Muscat dessert wines are produced by picking the grapes ultra-ripe with very high sugar, fermenting briefly and adding spirit to stop fermentation with most of the sugar still unfermented. they are fortified to app. 20%abv then aged for years in oak to get oxidised flavours and a deep yellow brown colour, producing a very complex, syrupy wine.
This is all just FYI, I have never done this sort of thing but thought you might find a bit of background interesting.
 
In the US raisins are generally made from thompson seedless grapes.

And Apfelwein, while made from apples, is a german drink that tends to be higher alcohol than cider, and made with more traditional wine yeasts, at least from my understanding, and that's why it's talked about in here. THough they talk about it in cider section too.
 
In the US raisins are generally made from thompson seedless grapes.

Thompson seedless is also known as sultana.

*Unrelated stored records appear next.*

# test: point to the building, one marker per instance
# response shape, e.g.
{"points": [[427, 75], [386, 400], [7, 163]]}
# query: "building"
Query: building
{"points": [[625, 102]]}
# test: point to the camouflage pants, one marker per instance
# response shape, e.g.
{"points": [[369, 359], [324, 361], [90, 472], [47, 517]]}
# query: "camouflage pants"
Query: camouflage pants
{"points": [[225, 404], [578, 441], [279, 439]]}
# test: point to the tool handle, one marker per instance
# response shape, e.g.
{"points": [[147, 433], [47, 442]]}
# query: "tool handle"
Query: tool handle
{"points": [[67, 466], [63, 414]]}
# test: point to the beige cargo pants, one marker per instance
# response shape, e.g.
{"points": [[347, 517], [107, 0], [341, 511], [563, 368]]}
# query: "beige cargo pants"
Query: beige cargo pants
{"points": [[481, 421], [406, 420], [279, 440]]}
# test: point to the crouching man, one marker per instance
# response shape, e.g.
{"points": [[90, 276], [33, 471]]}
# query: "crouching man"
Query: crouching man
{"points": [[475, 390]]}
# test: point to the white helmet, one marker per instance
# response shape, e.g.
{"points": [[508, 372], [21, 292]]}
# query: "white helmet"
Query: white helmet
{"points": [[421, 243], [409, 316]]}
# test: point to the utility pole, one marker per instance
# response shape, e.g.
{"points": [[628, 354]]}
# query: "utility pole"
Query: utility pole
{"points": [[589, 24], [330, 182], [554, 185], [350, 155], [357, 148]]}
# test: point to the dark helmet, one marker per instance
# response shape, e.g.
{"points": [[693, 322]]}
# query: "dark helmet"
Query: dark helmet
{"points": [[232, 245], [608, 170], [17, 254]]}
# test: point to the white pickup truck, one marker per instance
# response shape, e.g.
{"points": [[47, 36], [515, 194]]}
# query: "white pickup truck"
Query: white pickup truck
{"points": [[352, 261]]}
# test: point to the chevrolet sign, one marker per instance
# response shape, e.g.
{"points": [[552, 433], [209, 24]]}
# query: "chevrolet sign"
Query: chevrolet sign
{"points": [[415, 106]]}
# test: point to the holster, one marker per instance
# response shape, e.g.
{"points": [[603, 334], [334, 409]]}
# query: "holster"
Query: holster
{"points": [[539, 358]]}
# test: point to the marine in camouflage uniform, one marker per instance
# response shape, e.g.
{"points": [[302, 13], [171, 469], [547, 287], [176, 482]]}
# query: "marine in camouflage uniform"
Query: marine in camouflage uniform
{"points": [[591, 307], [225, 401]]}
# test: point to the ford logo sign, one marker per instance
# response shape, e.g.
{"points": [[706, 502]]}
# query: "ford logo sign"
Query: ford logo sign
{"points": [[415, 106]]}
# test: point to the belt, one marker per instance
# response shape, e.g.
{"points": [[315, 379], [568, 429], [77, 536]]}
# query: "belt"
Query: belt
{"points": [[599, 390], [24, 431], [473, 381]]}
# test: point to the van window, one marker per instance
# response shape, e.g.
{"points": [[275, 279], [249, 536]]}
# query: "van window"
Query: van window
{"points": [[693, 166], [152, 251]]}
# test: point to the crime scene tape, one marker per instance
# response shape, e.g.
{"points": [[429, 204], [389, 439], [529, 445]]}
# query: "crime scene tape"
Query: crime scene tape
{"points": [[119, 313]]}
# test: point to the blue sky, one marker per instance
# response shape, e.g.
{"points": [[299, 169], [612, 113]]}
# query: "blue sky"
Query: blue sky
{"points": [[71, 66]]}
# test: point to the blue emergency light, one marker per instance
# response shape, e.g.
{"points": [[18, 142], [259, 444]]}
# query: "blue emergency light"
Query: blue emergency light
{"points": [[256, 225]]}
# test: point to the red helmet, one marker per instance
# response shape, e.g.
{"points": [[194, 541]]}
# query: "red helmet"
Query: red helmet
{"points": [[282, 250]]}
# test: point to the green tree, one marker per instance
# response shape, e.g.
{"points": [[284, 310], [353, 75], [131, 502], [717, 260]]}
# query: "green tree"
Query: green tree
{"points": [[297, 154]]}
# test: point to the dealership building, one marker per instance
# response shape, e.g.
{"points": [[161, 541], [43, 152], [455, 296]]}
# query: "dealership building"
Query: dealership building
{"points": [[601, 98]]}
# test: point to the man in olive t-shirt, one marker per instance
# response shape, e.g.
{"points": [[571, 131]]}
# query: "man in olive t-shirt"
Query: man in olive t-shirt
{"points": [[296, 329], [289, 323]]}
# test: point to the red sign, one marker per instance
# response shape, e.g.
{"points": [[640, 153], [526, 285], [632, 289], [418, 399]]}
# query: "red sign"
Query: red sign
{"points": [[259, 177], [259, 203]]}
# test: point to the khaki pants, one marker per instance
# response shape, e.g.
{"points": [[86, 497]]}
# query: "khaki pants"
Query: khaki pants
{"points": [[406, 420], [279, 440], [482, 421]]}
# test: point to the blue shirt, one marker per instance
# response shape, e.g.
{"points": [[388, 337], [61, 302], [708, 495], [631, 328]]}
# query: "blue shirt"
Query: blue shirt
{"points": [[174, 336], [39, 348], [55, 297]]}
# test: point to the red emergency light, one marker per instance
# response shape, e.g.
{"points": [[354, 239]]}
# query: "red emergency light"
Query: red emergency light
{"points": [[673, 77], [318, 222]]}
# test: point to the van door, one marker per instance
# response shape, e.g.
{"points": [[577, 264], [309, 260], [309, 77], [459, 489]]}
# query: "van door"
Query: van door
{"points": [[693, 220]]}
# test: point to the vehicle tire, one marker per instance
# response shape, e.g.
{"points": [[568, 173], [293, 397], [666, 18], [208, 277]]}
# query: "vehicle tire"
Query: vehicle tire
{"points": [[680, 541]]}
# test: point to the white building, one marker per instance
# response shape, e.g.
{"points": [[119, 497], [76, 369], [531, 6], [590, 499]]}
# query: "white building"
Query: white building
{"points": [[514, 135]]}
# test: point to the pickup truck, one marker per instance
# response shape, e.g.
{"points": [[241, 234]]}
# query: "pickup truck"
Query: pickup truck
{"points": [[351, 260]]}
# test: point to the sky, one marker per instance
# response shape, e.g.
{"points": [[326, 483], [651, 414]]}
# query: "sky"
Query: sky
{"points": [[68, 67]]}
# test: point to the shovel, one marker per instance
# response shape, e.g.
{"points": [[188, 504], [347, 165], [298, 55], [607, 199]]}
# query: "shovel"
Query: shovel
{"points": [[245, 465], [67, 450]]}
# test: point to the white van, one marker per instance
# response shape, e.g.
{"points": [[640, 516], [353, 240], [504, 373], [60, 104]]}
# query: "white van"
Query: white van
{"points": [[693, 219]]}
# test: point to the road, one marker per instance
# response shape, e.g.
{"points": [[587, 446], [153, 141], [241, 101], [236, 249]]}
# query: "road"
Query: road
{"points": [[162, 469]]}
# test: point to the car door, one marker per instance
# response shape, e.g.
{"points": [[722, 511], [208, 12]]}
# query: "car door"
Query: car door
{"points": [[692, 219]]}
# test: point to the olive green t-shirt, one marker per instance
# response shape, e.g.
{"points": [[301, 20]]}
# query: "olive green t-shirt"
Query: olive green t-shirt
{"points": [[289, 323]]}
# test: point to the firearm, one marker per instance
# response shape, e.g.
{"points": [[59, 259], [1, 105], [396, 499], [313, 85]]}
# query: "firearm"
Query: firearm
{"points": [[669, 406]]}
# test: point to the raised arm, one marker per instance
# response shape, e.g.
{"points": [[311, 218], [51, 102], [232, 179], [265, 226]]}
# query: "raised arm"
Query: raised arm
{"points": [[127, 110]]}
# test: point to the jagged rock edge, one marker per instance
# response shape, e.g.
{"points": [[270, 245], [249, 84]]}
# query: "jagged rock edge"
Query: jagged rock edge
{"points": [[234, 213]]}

I wasn't sure about names used, we call dried muscat "gordo blanco' raisins because they are bigger, and the smaller dried ones sultana.
 
Update: backsweetened, but apparently the yeasts weren't dead yet even though I used sulphites. It continued fermenting and now I think it's a sparkling wine. A little sweeter than before, now that it's apparently stopped fermenting. I didn't mean for it to be like that, but it's an added bonus.